The definition of “member of the applicant’s family” in paragraph 2 of the 2003 Regulations is any of the following:

 

(a) the applicant's spouse, father, mother, son, daughter, grandfather, grandmother, grandson, granddaughter, brother, sister, uncle, aunt, nephew, niece or first cousin;

(b) the father, mother, brother or sister of the applicant's spouse;

(c) the spouse of the applicant's son or daughter;

(d) the applicant's stepfather, stepmother, stepson, stepdaughter, stepbrother or stepsister; or

(e) a person with whom the applicant has lived as a member of an unmarried couple for at least two of the three years before the day on which his application for entry clearance was made.
The appellant argued that there was an intention to visit her sister-in-law. There was reference made to the sister-in-law in the grounds for appeal, they were a close family and she lived close to the named sponsors.

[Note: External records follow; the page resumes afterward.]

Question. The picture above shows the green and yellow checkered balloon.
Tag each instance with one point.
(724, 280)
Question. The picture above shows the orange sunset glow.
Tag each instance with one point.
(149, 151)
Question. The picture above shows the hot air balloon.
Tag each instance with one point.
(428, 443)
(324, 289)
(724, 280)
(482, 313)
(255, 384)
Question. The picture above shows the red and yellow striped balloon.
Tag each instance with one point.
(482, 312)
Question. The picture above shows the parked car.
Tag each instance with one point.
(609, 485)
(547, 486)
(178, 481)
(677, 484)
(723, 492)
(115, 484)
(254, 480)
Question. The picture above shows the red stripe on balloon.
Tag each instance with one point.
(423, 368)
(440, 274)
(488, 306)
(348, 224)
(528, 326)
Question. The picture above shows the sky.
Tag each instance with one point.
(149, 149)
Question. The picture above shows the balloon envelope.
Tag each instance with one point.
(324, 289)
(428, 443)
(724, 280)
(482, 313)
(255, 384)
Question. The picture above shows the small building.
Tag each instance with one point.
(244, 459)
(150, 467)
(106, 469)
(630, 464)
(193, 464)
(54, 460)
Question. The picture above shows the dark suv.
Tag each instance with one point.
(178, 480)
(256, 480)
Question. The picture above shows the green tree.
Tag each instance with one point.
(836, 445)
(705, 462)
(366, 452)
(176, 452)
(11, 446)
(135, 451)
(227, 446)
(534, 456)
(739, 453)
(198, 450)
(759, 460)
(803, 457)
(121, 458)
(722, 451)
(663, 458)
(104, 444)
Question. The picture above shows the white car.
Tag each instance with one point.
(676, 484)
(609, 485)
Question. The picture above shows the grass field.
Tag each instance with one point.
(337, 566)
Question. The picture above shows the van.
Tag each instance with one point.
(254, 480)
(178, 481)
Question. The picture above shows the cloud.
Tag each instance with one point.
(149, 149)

The respondent argued that the only reference made to the sister-in-law had been when the appellant was asked if she had close friends or family in the UK. She was not named as a sponsor of the person whom the couple intended to visit. The clear intention in the declarations was to visit the nephew.

 

The Senior Immigration Judge determined that there had been a material error in law by the Immigration Judge in allowing the appeal of the appellant. She did not have the jurisdiction to consider the appeal as the appellant did not come within the family visit regulations. The child which the appellant declared she intended to visit was the son of her husband’s sister’s daughter and clearly therefore did not fall within the categories of family members listed in the 2003 Regulations. The grant of appeal was therefore overturned by the Tribunal.